Les équipes locales sont animées par une ou un agent de développement dont le rôle est d’assurer la réalisation des plans de réussite et de soutenir la mobilisation de l’ensemble des acteurs sur une base active et continue. Quelques personnels enseignants assurent une présence stable au sein des équipes locales. L’agente ou l’agent de développement collabore avec les membres de l’équipe-école dans le cadre de la définition des moyens des plans de réussite. Elle ou il assure ainsi un relais et un transfert de l’information entre l’équipe locale et l’équipe-école. Les personnels enseignants qui s’engagent de manière récurrente dans le cadre des réunions des équipes locales ainsi que les directions d’école favorisent aussi cette articulation. La présence des agentes et des agents de développement à des tables territoriales permet, par ailleurs, le rayonnement de FECRE dans le milieu. Ce sont les plans de réussite des écoles, définis, mis en oeuvre et évalués par les membres des équipes locales, qui catalysent, matérialisent, donnent ancrage et permettent le vaste déploiement des pratiques collaboratives. C’est autour de ces dispositifs que sont les plans de réussite que sera axée notre analyse.

Les plans de réussite : des dispositifs structurants fondés sur une logique écosystémique

Avant de parler de ce qui caractérise les plans de réussite, nous traitons de la notion de dispositif. Ce dernier peut être défini comme une structure, une instance ou un ensemble de paramètres de nature structurelle et structurale qui organisent l’action et l’interaction sociale et qui sont façonnés et s’actualisent par et autour d’interactions stables ou de réseaux sociaux (Chambon et Proux, 1998; Foudriat et Immel, 2003). Pour ces auteurs, un dispositif de nature structurante soutient de façon effective la mobilisation et l’engagement d’acteurs sur une base collective. En tant que dispositifs structurants, les plans de réussite sont conçus dans une logique foncièrement écosystémique. Ils sont répartis en cinq sections, considérées comme des cibles globales et désignant les systèmes suivants : l’enfant, la famille, la classe, l’école et la communauté. Les intervenants mobilisés dans le cadre de FECRE visent à potentialiser l’effet de facteurs de protection.
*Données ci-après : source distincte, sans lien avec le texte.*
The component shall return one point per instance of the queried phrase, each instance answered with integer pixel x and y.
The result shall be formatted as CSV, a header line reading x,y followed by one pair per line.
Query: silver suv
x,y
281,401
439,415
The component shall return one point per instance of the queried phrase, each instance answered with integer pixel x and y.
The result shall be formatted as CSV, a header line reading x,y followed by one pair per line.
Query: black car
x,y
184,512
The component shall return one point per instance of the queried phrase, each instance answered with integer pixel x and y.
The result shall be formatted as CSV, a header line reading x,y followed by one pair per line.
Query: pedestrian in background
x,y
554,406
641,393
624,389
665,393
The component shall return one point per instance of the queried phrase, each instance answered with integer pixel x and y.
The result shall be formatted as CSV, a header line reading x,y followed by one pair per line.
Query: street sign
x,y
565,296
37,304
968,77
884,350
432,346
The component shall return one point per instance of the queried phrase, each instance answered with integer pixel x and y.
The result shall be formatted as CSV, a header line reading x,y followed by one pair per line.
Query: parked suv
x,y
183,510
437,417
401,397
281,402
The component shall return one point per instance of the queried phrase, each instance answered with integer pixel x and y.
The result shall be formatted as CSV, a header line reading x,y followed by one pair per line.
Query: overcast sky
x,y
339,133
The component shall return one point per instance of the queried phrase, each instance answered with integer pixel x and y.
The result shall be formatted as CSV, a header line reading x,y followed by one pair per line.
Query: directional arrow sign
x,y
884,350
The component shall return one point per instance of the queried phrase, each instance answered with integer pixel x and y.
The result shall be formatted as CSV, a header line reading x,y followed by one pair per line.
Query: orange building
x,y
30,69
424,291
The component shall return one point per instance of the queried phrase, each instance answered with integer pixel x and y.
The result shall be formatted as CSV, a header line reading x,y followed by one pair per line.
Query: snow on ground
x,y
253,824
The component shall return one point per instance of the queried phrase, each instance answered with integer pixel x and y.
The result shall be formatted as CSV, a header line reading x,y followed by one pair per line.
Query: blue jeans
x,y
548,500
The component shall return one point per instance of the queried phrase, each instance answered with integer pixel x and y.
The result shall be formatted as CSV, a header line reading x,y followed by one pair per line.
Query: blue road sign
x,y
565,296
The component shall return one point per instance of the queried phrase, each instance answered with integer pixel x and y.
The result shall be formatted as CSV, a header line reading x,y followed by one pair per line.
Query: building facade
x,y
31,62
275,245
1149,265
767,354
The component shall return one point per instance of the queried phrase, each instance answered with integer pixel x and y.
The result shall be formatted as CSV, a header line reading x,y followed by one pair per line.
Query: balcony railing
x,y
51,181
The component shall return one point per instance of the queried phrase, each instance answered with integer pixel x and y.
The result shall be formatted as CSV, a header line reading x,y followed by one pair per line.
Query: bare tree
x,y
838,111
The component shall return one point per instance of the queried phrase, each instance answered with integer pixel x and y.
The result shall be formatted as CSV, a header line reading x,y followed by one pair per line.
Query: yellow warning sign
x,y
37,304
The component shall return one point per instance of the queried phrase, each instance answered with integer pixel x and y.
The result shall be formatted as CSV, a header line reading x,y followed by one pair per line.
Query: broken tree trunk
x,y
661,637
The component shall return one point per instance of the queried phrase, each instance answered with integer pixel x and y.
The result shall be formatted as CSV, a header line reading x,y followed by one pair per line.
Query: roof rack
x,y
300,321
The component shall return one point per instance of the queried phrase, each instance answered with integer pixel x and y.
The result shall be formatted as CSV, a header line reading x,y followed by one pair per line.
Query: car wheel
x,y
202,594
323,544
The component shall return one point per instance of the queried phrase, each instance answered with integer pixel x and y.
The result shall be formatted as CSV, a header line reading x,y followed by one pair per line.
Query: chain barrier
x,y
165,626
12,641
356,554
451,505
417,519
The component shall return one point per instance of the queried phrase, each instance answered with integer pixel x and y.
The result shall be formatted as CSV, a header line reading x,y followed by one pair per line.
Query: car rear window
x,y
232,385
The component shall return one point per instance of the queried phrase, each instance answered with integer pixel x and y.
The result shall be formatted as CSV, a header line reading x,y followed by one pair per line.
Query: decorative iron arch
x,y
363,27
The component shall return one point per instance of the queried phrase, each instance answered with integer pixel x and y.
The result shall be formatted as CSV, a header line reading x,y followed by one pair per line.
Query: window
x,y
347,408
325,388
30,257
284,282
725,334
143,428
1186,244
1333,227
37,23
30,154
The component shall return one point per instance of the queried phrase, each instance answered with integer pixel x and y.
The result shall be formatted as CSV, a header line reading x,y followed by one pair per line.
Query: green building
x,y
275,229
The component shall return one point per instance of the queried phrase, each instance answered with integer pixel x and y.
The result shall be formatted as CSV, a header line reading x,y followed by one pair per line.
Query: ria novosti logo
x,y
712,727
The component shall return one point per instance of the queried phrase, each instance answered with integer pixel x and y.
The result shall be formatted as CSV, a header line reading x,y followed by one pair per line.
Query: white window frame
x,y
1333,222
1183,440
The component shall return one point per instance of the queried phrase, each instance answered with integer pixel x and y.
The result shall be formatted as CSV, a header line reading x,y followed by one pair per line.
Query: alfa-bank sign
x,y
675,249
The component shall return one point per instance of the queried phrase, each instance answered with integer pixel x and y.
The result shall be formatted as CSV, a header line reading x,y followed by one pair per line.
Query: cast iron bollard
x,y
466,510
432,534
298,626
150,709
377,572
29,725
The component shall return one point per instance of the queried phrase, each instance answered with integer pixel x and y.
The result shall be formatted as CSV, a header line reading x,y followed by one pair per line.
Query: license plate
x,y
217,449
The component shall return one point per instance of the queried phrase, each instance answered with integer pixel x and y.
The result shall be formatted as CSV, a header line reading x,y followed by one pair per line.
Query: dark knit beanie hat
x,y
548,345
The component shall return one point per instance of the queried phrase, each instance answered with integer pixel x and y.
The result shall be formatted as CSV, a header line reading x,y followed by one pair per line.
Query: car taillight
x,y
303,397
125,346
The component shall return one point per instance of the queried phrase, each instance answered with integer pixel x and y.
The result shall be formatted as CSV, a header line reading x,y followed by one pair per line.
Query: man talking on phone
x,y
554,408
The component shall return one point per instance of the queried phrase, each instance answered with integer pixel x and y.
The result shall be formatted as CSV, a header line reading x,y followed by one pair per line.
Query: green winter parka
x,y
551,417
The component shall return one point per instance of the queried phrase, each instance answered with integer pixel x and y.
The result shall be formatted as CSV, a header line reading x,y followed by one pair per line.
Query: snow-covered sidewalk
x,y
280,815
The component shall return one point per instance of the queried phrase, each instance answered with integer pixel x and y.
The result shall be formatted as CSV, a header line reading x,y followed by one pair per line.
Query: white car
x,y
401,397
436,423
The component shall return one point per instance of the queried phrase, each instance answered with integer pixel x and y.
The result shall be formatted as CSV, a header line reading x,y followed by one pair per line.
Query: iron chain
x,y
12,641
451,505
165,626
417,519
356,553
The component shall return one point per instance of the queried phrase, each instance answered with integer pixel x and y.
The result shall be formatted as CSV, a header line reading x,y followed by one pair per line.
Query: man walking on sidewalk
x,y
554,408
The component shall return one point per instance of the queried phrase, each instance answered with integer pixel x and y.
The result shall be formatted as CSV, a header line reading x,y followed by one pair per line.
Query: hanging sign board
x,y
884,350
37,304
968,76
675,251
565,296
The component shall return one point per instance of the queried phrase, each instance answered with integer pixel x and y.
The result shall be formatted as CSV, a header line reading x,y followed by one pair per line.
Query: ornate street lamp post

Dans une perspective écosystémique d’orientations contextuelle et socioculturelle, ces derniers sont considérés comme des ressources culturelles, relationnelles et symboliques qui sont construites par le biais d’échanges et d’interactions et dont le sens dépend du contexte dans lequel ils s’actualisent (Lerner, 2006). L’exploitation de ressources potentielles et leur développement dépendent des interactions qui s’exercent entre les acteurs. Les facteurs de protection sont une composante centrale des plans de réussite et ainsi des pratiques collaboratives et de l’engagement parental. Comme l’illustre le tableau 1, trois facteurs (de protection) sont associés à chacune des cinq cibles (systèmes). Il s’agit de déterminants que la documentation scientifique associe fortement à la réussite scolaire ou éducative (Lefebvre, Terrisse et Blain, 2003).

Tableau 1

Répartition des facteurs en fonction des cibles[15]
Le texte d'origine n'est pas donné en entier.